As I write this, Sather awaits a final count when volunteers from Coquitlam and Langley report in. He says numbers look good so far.

The AFN has tried to recruit young blood without success according to Kees. Members are aging. Kees is 84. It’s too bad young families haven’t grasped the opportunity to learn from folks like him. A walk along the dike is even more enjoyable when you learn the call of a bird you never noticed before, or watch one evade a peregrine falcon.

•••••

On the Ridunkulist:

“We’ve learned more about what works and what doesn’t,” Heritage Minister James Moore said last week, referring to a plan to speed Nexus card holders through Canadian customs.

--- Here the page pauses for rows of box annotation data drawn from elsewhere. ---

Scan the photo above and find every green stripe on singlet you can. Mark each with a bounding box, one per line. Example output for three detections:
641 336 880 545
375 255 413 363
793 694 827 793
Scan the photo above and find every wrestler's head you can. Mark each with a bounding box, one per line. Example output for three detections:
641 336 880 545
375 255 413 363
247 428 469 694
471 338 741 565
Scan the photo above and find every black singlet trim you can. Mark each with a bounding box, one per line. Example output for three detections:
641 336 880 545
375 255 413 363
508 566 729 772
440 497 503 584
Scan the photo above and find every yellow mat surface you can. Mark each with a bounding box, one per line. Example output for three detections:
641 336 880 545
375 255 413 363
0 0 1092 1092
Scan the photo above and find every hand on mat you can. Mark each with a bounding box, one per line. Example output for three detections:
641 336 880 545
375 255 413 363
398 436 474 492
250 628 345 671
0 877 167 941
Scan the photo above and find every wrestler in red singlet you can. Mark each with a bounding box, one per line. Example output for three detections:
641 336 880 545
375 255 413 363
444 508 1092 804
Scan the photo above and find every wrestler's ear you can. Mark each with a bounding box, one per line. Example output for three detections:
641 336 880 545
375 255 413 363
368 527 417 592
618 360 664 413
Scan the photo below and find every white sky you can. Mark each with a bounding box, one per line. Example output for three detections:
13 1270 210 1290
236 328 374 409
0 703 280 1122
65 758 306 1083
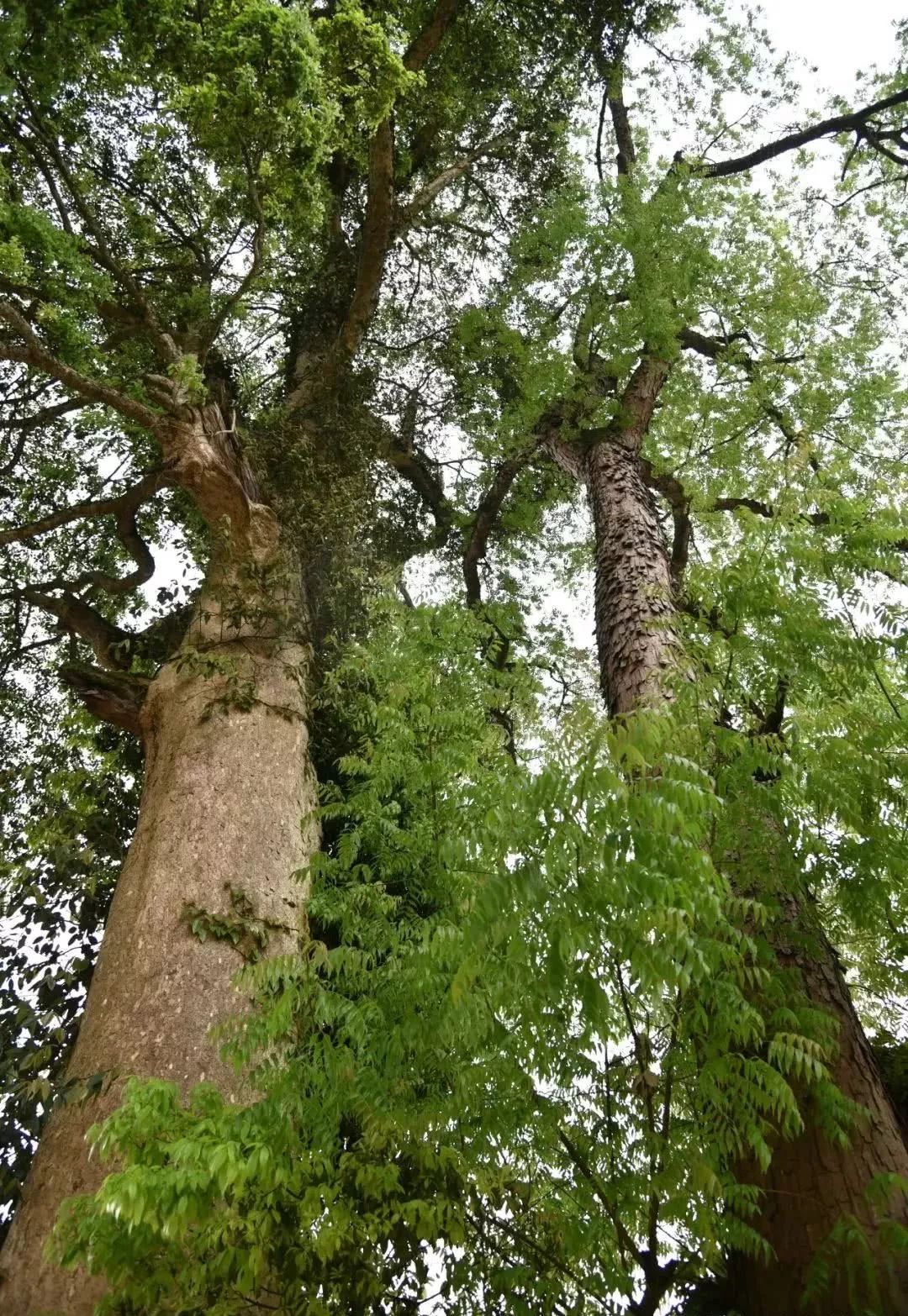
762 0 908 96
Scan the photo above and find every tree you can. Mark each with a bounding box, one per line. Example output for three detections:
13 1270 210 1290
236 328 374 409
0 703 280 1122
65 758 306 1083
0 0 605 1311
0 0 908 1312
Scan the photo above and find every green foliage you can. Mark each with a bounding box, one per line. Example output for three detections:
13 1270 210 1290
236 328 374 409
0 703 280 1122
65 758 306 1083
0 0 908 1316
51 605 900 1312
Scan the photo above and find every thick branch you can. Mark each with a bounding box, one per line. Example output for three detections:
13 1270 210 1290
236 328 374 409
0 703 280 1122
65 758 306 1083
340 118 393 358
404 0 461 72
694 88 908 177
395 133 508 232
0 471 175 547
0 300 161 430
384 446 452 549
59 665 150 735
21 586 133 671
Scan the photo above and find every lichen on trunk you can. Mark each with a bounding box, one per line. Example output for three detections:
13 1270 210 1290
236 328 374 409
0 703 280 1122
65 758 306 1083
0 407 319 1316
573 403 908 1316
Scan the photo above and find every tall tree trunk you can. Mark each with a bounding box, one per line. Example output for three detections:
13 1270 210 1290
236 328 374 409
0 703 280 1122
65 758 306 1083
576 421 908 1316
726 898 908 1316
0 412 317 1316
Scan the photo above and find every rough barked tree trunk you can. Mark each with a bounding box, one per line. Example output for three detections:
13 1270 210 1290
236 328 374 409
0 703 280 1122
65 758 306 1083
725 898 908 1316
546 353 908 1316
0 408 317 1316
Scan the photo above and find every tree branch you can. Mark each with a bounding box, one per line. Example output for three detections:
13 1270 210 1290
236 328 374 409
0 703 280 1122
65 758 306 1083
395 133 508 232
340 118 393 360
0 300 161 430
463 441 538 608
404 0 461 74
0 471 177 547
692 88 908 177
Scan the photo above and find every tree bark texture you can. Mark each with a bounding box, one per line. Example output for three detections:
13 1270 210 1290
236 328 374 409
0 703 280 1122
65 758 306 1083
584 434 908 1316
586 440 678 716
726 898 908 1316
0 412 317 1316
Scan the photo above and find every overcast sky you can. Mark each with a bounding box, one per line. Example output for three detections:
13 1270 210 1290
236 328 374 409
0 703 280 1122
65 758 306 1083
762 0 908 96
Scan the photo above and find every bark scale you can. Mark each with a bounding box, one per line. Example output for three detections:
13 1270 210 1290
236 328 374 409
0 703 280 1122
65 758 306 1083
0 408 319 1316
573 408 908 1316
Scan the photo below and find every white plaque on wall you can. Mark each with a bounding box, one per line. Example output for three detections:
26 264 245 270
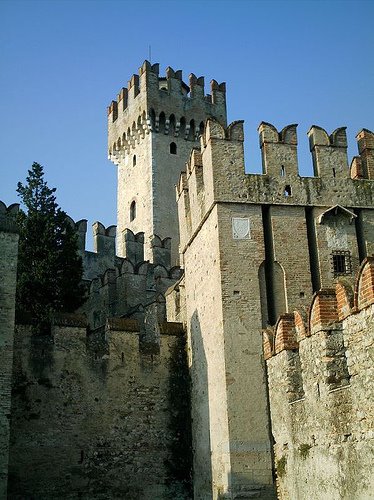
232 217 251 240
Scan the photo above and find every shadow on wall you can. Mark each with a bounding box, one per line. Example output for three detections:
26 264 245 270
190 311 212 498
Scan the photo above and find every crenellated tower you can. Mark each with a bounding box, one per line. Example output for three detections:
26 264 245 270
108 61 226 265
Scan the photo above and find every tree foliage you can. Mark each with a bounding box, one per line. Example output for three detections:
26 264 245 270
16 163 85 331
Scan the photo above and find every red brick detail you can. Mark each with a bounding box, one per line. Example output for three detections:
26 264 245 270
355 257 374 310
262 328 274 360
274 314 299 354
294 311 309 342
335 283 353 321
309 288 339 333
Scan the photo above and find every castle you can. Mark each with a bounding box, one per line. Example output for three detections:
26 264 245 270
0 61 374 500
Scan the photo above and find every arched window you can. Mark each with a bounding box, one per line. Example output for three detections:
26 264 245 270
284 186 292 198
130 200 136 222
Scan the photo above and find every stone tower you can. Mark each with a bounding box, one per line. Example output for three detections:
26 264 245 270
108 61 226 265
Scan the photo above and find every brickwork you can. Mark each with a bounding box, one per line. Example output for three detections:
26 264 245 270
264 258 374 500
175 115 374 498
0 61 374 500
0 201 18 499
108 61 226 265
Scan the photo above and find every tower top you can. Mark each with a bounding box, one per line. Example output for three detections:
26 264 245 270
108 61 226 163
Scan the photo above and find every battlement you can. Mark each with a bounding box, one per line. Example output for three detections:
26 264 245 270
0 200 19 233
108 61 226 163
177 119 374 249
263 257 374 365
263 257 374 498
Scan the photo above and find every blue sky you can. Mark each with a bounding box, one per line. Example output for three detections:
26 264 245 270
0 0 374 248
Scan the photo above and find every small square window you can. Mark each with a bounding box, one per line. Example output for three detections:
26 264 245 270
331 250 352 276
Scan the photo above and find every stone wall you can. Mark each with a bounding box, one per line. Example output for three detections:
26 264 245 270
264 257 374 500
9 315 190 500
175 120 374 499
0 201 18 499
108 61 226 265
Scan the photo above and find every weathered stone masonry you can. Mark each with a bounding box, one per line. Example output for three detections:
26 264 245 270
0 61 374 500
0 201 18 498
264 257 374 500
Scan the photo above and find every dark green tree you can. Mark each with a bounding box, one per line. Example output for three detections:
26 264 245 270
16 162 85 333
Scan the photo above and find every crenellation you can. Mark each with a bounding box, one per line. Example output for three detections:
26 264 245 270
258 122 299 179
92 222 116 258
150 235 171 269
0 61 374 500
356 128 374 179
263 257 374 500
122 229 144 265
308 125 349 179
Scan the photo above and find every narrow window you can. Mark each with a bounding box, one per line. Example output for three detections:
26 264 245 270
170 142 177 155
130 200 136 222
331 250 352 276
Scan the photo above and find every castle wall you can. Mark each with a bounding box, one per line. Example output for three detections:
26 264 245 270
184 205 230 499
9 320 188 500
108 61 226 265
180 185 274 498
0 201 18 498
176 120 374 499
265 260 374 500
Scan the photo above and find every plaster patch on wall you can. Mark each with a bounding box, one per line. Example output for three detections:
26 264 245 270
232 217 251 240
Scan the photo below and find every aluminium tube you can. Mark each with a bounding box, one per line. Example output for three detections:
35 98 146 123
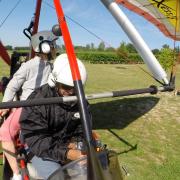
0 86 173 109
101 0 169 84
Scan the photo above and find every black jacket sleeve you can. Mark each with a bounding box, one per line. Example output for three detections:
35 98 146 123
20 86 73 162
20 106 71 163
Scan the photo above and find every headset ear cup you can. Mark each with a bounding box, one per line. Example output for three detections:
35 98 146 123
40 42 51 54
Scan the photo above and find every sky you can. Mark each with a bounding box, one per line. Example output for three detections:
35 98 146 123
0 0 180 49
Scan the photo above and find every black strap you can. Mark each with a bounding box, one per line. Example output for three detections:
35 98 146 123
2 148 17 159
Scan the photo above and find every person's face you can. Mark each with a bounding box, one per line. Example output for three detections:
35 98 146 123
56 83 75 96
50 41 56 59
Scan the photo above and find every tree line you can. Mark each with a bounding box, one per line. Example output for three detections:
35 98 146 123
6 42 180 70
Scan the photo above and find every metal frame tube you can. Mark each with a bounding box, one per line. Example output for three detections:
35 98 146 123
101 0 169 84
0 86 174 109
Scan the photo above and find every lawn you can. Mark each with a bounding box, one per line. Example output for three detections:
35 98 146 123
0 57 180 180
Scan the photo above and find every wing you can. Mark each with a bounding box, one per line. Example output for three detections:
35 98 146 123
116 0 180 40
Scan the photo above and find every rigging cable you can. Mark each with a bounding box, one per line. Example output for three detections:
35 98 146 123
0 0 21 28
43 0 112 47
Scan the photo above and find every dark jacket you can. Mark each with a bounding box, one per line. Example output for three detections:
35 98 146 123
20 84 90 163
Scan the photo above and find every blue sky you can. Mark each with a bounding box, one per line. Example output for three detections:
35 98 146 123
0 0 180 49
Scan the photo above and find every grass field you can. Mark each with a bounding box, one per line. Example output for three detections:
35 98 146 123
0 58 180 180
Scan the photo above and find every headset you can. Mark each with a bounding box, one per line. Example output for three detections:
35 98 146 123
39 39 52 54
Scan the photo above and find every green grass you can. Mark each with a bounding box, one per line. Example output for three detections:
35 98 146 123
0 58 180 180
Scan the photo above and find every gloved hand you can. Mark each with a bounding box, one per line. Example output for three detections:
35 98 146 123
72 112 80 120
67 149 85 161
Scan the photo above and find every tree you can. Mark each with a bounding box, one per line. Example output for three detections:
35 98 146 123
91 43 94 50
162 44 169 49
158 48 174 71
117 42 129 59
86 44 91 50
5 45 13 50
152 49 159 55
105 47 116 52
126 43 137 53
98 42 105 51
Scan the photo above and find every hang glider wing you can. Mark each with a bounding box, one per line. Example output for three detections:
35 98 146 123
116 0 180 41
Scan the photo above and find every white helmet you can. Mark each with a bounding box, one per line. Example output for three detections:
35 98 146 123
31 31 58 54
48 54 87 87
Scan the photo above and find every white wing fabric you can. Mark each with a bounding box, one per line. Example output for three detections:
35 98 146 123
115 0 180 41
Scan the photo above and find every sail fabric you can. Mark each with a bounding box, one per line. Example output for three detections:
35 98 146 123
115 0 180 41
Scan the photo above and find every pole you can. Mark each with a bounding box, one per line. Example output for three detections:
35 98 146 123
101 0 169 84
0 40 11 66
54 0 106 180
30 0 42 58
0 86 174 109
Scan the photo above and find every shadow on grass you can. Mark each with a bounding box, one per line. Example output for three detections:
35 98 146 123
91 96 159 155
91 96 159 129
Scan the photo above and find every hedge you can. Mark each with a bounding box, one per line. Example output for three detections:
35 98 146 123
76 52 143 64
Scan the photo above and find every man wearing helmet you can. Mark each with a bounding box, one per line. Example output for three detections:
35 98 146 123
20 54 87 179
0 31 57 180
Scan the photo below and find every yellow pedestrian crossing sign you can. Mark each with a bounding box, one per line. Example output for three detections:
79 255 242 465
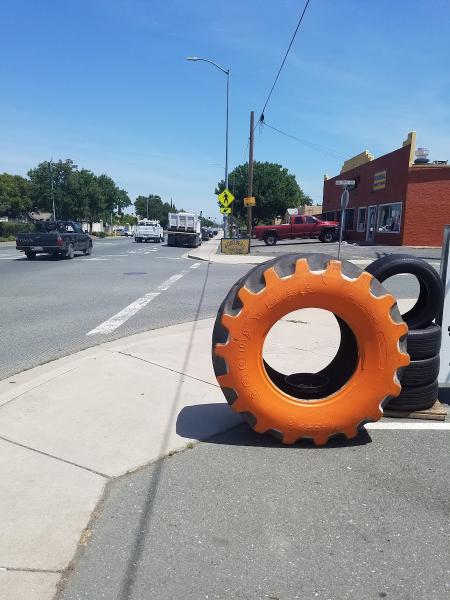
218 188 234 209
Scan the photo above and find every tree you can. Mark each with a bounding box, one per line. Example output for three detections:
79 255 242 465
0 173 32 219
28 159 131 230
28 159 77 219
215 161 312 223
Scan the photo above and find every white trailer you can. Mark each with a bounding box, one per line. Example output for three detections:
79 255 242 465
134 219 164 243
167 213 202 248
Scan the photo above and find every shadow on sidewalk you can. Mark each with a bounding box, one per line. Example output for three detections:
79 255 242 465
177 403 372 450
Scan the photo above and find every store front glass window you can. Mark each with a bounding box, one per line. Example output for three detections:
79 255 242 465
358 208 366 232
345 208 355 231
378 202 402 233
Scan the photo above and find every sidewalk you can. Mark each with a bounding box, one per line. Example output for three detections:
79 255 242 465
0 309 446 600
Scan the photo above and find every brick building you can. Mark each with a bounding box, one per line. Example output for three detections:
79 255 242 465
323 132 450 246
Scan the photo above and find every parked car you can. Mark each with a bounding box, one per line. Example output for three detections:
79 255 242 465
16 221 92 260
253 215 339 246
134 219 164 243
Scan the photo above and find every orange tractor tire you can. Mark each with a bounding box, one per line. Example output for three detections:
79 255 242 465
213 254 409 445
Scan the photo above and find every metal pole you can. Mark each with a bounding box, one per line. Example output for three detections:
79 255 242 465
338 187 348 258
247 110 255 240
225 69 232 237
50 158 56 221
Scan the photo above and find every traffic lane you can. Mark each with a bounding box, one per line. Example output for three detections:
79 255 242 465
109 261 249 338
252 239 441 262
0 253 247 379
0 245 189 378
61 426 450 600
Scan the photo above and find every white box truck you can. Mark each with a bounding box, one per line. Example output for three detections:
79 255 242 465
134 219 164 243
167 213 202 248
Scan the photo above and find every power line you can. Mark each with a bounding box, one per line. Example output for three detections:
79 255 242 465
264 122 345 160
255 0 310 123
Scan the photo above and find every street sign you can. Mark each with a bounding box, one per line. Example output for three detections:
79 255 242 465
218 189 234 208
341 189 350 210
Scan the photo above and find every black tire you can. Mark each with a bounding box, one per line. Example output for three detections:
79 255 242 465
66 244 75 260
365 254 444 329
264 231 278 246
384 381 439 411
319 229 336 244
406 323 442 360
399 354 440 387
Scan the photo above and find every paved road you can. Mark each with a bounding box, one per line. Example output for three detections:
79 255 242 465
0 238 248 379
0 238 426 379
60 424 450 600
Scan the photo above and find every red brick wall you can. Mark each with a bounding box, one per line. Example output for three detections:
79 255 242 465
403 165 450 246
322 146 411 245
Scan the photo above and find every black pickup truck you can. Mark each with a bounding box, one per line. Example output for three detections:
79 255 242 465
16 221 92 260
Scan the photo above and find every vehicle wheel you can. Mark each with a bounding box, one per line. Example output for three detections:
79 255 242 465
406 323 442 360
399 354 440 388
264 232 278 246
366 254 444 329
213 254 409 445
385 381 439 411
66 244 75 259
319 229 336 244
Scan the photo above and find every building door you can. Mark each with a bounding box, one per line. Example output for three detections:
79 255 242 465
366 206 377 242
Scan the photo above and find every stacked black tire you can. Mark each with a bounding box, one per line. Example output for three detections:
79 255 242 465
366 254 444 412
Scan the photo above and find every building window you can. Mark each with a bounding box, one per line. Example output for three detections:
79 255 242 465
378 202 402 233
345 208 355 231
358 208 367 232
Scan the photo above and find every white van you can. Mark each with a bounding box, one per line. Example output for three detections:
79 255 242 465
134 219 164 243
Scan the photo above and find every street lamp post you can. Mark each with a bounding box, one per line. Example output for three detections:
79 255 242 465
186 56 230 231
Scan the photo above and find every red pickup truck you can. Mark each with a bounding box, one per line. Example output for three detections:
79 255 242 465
253 215 339 246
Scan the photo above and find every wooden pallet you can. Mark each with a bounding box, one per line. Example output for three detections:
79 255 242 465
383 400 447 421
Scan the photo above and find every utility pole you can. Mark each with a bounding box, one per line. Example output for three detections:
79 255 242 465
247 110 255 240
49 158 56 221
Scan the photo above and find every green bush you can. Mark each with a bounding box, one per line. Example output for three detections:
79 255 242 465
0 221 34 239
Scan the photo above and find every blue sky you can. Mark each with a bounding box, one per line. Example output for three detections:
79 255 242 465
0 0 450 215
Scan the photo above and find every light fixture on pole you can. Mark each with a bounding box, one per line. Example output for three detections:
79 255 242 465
186 56 230 229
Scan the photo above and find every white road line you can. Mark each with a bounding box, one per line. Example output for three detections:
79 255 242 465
86 271 187 335
364 421 450 431
156 271 186 292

Moore said holders will soon circumvent line-ups at YVR. “We want to make it easier for people to come up from the U.S.,” he said.

This hasn’t worked at the Pacific truck crossing into Canada, as agents recently turned off the lights for the Nexus line early. It runs along the duty-free shop. That definitely doesn’t work.

The Nexus lane was plugged by folks who zipped into the trucks-only lane to the right of Nexus. Rig drivers leaned on horns. The cheaters then budged into the Nexus lane, where they got a similar response.

Folks who’d legitimately visited the duty free shop got the same reception.

Insults were hurled – “don’t budge in, cheater.”

Luckily, no Texans with six guns in their glove boxes today.

This problem for Nexus, Mr. Moore, should have been fixed long ago. On the American side coming down, an agent directed traffic. On our side, chaos ruled freely.

When I finally reached the custom booth with my card in hand, the agent said things would improve next March, when Nexus was shifted far left.

“But if you visit the duty free shop, sir, you’ll have to cross all the lanes to Nexus.”

Who’s on first, Mr. Moore?  Could we move the duty free shop a few miles south so the smart shoppers could stock up before they reach the border lanes that begin as four, then narrow to two again just as the custom’s booth comes into view? Where the duty free stands now, we’d have four lanes all the time.

Finally, could you talk to the guy who turned off the Nexus lane lights before someone gets hurt?

The sign at the foot of 176th just before going up the hill to the Golden Ears Bridge exit reads, “Don’t follow too close.”

Adverbs end with ‘ly.’

Have a great New Year folks, and don’t follow too closely.

 

Jack Emberly is a retired teacher, local author and environmentalist.